Musdah Mulia
Sejak tahun 2009 Indeks Demokrasi Indonesia (IDI) menyodorkan potret buram demokrasi. Sebelumnya, kita tidak punya alat untuk mengukur perkembangan demokrasi di negeri ini. Berbagai upaya pengembangan demokrasi telah dilakukan dan sejumlah progres telah dicapai, namun sampai laporan IDI yang dirilis tahun 2017 capaian indeks demokrasi Indonesia masih jauh dari kategori baik. Bahkan, masih berkutat pada level demokrasi prosedural, belum substansial.
Laporan IDI 2016 menyimpulkan, hambatan utama penegakan demokrasi adalah lemahnya kultur demokrasi. Artinya, demokrasi Indonesia berjalan nyaris tanpa penegakan nilai-nilai demokrasi (democratic values) itu sendiri yang intinya adalah nilai-nilai kemanusiaan universal, seperti keadilan, kesetaraan dan keadaban.
Dengan ungkapan lain, etika demokrasi belum dihayati sedemikian rupa, baik oleh masyarakat, maupun elit politik dan para penyelenggara pemerintahan. Lalu, IDI 2017 memperkuat temuan tahun sebelumnya. Bahwa masalah paling krusial dihadapi bangsa Indonesia dalam penegakan demokrasi adalah rendahnya kualitas partisipasi masyarakatdan buruknya representasi institusi demokrasi. Kondisi ini menjelaskan tidak berjalannya pendidikan politik sebagaimana diharapkan. Tidak heran jika partisipasi masyarakat masih didominasi oleh aksi-aksi demo yang berakhir ricuh penuh kekerasan, intoleransi dan radikalisme. Ekspresi keterlibatan masyarakat justru diungkapkan melalui sikap dan perilaku yang bertentangan dengan demokrasi, bahkan anti demokratik.
Kondisi demokrasi yang rapuh ini diperparah pula oleh buruknya representasi lembaga-lembaga demokrasi, seperti lembaga birokrasi, legislatif, peradilan, dan yang paling menyedihkan adalah lembaga partai politik. Lembaga partai politik cenderung oligarki dan tidak memiliki kader-kader handal. Tidak heran jika pada setiap Pemilu Legislatif hampir semua parpol menyodorkan wajah-wajah asing, bukan wajah yang dibesarkan dalam internal partai. Mereka umumnya adalah para pemilik modal (pengusaha) dan selebriti yang sudah memiliki popularitas di masyarakat.

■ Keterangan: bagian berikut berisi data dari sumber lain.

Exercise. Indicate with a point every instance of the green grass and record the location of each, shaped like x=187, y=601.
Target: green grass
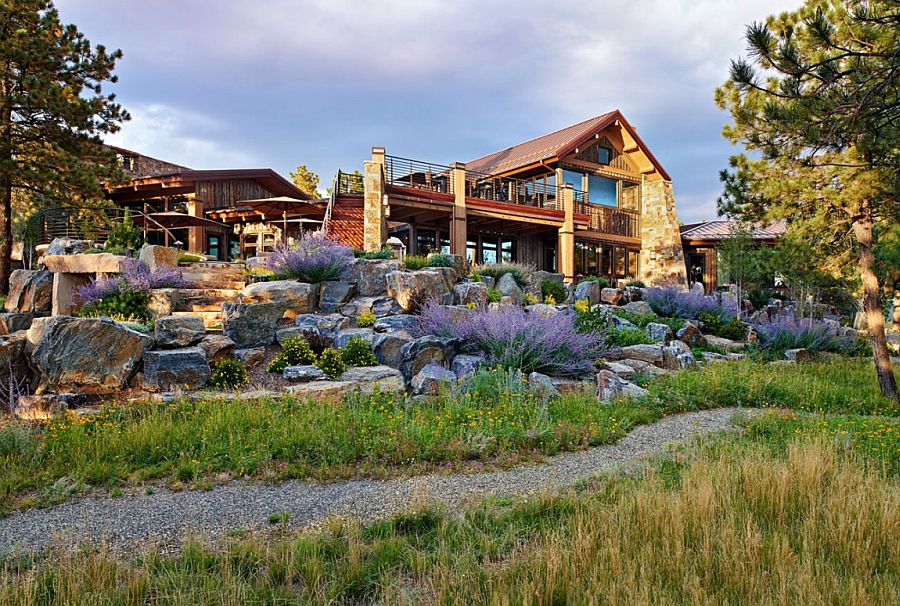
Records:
x=733, y=522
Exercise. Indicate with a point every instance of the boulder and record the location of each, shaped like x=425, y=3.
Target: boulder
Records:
x=216, y=347
x=587, y=290
x=466, y=365
x=612, y=296
x=677, y=356
x=334, y=295
x=15, y=321
x=542, y=310
x=660, y=333
x=369, y=275
x=430, y=379
x=179, y=331
x=388, y=347
x=610, y=385
x=639, y=307
x=623, y=370
x=474, y=293
x=295, y=297
x=398, y=323
x=652, y=354
x=542, y=385
x=366, y=334
x=29, y=291
x=412, y=288
x=422, y=351
x=508, y=287
x=690, y=334
x=251, y=324
x=168, y=369
x=86, y=355
x=156, y=257
x=250, y=356
x=303, y=374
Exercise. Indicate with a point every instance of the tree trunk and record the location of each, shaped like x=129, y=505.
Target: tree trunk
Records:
x=862, y=229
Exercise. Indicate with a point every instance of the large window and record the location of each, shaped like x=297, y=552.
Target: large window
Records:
x=602, y=190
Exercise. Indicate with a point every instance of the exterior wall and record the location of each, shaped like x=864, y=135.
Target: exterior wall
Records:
x=662, y=257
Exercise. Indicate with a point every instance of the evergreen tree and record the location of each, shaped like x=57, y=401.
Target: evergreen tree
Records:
x=53, y=112
x=818, y=101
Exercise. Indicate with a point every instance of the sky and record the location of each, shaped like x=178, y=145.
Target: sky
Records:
x=277, y=83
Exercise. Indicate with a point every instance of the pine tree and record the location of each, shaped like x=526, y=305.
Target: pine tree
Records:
x=818, y=101
x=53, y=112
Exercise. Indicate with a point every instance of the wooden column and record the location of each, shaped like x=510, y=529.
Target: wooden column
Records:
x=458, y=234
x=374, y=215
x=566, y=249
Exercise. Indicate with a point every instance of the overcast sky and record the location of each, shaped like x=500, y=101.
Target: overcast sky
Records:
x=277, y=83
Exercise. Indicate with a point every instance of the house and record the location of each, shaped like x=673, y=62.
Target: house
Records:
x=700, y=242
x=589, y=199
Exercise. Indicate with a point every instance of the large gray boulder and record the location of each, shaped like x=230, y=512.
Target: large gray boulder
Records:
x=430, y=379
x=169, y=369
x=334, y=295
x=412, y=288
x=295, y=297
x=474, y=293
x=588, y=290
x=422, y=351
x=86, y=355
x=369, y=275
x=388, y=347
x=508, y=287
x=173, y=332
x=30, y=291
x=251, y=324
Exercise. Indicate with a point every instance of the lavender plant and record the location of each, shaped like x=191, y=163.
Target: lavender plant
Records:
x=512, y=339
x=316, y=258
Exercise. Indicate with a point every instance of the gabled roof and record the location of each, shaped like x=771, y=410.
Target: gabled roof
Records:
x=722, y=229
x=555, y=145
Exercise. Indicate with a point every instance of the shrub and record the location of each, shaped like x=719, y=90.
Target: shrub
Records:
x=316, y=258
x=603, y=282
x=229, y=374
x=554, y=289
x=512, y=339
x=366, y=319
x=520, y=273
x=384, y=253
x=295, y=351
x=358, y=352
x=676, y=303
x=414, y=262
x=330, y=363
x=731, y=328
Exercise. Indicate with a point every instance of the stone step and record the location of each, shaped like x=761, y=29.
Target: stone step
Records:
x=210, y=318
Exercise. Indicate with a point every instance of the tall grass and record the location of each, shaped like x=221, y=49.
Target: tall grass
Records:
x=736, y=526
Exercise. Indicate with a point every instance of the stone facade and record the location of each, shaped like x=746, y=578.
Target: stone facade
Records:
x=662, y=258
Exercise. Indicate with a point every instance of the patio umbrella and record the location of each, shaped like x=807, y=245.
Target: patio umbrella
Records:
x=282, y=205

Apa yang terjadi di Indonesia adalah perubahan dari suatu kondisi ekstrem ke keadaan ekstrem lainnya, dan tidak pernah menyelesaikan masalah. Akibatnya terjadi pergeseran yang radikal dari kekuasaan yang terpusat menjadi tersebar. Pada saat yang sama perubahan radikal tersebut tidak dapat mengatasi permasalahan pada masa transisi. Tidak terlalu berlebihan jika dikatakan kita belum menemukan bangunan pemerintah yang dapat bekerja secara efektif dalam memecahkan masalah. Sejauh ini, institusional set-up dalam disain demokrasi yang diterapkan di Indonesia mengalami berbagai hambatan serius. Dalam kasus Indonesia, perubahan itu belum menghasilkan institusi negara atau pemerintah yang efektif untuk menyelesaikan permasalahan yang begitu kompleks. Selain itu, lembaga-lembaga representasi yang berkualitas belum tersedia secara memadai.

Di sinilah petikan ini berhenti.